Qualche giorno fa, AdWords si è inventato un nuovo modo per dare più rilevanza alla comparsa delle estensioni; mentre prima il ranking degli annunci si basava sostanzialmente su offerta CPC e punteggio di qualità, con questo aggiornamento l’Ad Rank prenderà in considerazione anche l’impatto previsto delle estensioni annuncio e dei loro diversi formati.

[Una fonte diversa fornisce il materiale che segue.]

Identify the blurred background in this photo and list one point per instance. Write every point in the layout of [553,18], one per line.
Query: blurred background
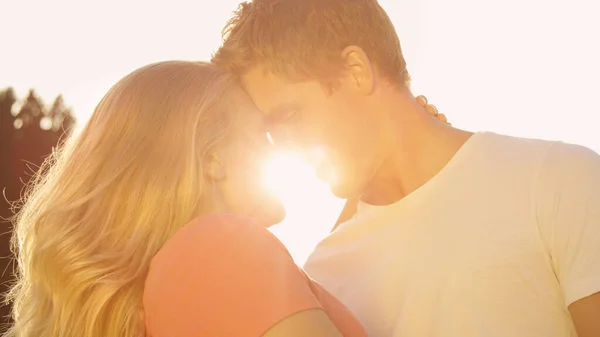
[527,68]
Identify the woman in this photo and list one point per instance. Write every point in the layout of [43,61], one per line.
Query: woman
[101,244]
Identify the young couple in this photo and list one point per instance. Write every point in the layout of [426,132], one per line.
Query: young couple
[151,221]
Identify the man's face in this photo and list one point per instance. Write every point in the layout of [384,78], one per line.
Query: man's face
[340,126]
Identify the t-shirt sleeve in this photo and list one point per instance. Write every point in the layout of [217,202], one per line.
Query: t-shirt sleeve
[223,276]
[568,210]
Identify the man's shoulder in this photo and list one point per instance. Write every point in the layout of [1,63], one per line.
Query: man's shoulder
[509,153]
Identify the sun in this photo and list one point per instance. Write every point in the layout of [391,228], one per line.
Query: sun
[311,208]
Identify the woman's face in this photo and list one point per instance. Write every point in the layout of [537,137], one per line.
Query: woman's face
[244,156]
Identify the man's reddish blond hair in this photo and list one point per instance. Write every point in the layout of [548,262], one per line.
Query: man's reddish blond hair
[303,39]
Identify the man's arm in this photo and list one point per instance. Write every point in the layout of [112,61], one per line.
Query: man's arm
[568,212]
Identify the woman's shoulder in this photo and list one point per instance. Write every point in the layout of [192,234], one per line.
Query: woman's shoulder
[211,241]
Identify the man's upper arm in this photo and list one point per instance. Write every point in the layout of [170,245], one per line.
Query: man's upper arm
[568,197]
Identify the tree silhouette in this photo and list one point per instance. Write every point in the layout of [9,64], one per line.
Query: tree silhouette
[28,132]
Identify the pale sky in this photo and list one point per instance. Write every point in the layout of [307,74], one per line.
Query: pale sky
[527,68]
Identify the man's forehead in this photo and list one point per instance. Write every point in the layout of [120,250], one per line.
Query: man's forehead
[266,89]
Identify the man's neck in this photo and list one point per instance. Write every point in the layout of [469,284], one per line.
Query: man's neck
[419,147]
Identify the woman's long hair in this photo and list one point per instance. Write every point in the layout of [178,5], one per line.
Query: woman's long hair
[109,199]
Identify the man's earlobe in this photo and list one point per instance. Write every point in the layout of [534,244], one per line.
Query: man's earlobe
[360,69]
[215,169]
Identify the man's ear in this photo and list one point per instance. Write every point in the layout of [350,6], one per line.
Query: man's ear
[360,69]
[214,168]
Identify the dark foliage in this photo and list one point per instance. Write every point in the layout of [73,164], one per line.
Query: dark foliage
[28,132]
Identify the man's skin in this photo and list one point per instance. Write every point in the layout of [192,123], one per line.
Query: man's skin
[400,145]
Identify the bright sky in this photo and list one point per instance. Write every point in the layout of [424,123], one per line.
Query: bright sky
[521,67]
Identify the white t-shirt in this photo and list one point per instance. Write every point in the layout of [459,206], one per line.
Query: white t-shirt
[498,243]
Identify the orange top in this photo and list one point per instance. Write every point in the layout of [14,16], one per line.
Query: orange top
[228,276]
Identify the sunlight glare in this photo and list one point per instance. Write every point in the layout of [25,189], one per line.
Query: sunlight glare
[310,207]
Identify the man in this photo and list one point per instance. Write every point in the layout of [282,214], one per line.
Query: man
[456,234]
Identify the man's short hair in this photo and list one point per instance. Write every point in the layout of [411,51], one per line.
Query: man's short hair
[304,39]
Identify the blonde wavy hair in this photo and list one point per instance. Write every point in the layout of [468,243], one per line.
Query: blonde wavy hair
[109,199]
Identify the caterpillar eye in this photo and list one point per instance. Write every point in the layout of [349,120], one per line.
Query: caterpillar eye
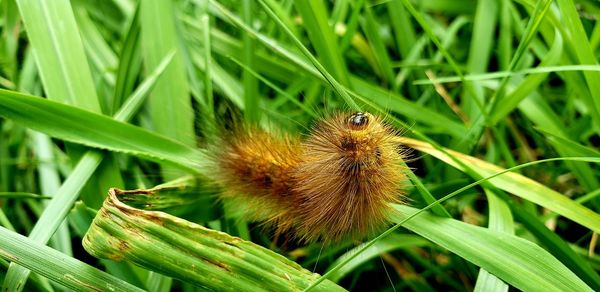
[358,121]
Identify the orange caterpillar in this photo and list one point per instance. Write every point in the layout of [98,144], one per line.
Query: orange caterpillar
[337,183]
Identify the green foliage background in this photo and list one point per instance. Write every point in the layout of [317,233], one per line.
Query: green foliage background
[126,94]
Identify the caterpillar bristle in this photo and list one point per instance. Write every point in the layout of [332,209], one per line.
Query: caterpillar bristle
[338,183]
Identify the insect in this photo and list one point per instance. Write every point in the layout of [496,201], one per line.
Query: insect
[337,183]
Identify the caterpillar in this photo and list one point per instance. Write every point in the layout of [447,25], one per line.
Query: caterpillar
[337,183]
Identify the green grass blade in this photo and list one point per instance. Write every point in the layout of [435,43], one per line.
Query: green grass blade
[584,53]
[56,266]
[388,244]
[500,220]
[59,52]
[316,21]
[170,103]
[515,260]
[518,185]
[94,130]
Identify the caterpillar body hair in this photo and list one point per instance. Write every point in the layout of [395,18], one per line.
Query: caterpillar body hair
[338,183]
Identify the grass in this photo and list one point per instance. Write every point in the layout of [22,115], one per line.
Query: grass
[497,99]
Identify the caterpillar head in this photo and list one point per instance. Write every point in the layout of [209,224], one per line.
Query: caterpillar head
[350,173]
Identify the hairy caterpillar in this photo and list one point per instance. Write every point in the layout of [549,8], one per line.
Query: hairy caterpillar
[337,183]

Vediamo alcuni dettagli di questo aggiornamento:

  • Le estensioni annuncio e i relativi formati influenzeranno la posizione degli annunci a parità di asta con un competitor che non li possiede. A parità di presenza di estensioni, l’inserzionista con la qualità di estensione migliore (per la necessità manifesta dall’intento) vincerà l’asta.
  • Nel calcolo dell’impatto, resta un valore fortemente rilevante il CTR e l’importanza delle estensioni stesse all’interno della pagina dei risultati.
  • Poiché l’Ad Rank è ora più importante, potrebbe essere necessario aumentare il punteggio di qualità o l’offerta (o magari entrambi) per fare in modo che queste appaiano.
  • Il sistema provvederà a mostrare l’estensione che più offre qualità per l’intento dell’utente.
  • Variazioni sul CPC: potrebbero calare se le estensioni sono fortemente rilevanti, ma anche aumentare se rispetto ai competitor offrono un’esperienza peggiore!
  • Attualmente questo aggiornamento influenza solo i risultati sulla ricerca Google.

Lavorare sulla qualità delle estensioni diventa ancor più importante rispetto al passato. Si consuma una battaglia se vogliamo, estremamente tattica. In molti casi è infatti interessante giocare con i sitelink per dare dei risultati in contrasto con la ricerca, proprio per spezzare la curva di attenzione dell’utente su una ricerca metabolizzata. L’utente si abitua a cercare in un modo e noi offriamo creatività diverse per provare a catturarne l’attenzione. In sostanza, come altre volte detto, diventando competitor di noi stessi.
Come detto poco sopra, semplificando, se uno cerca una marca di scarpe, perché non suggerirne anche un’altra? Non è detto che questo porti risultati di miglioramento del ranking immediati, ma sono sicuro che impostare una strategia di diversificazione rispetto ai competitor, possa – sul medio periodo – essere comunque premiante.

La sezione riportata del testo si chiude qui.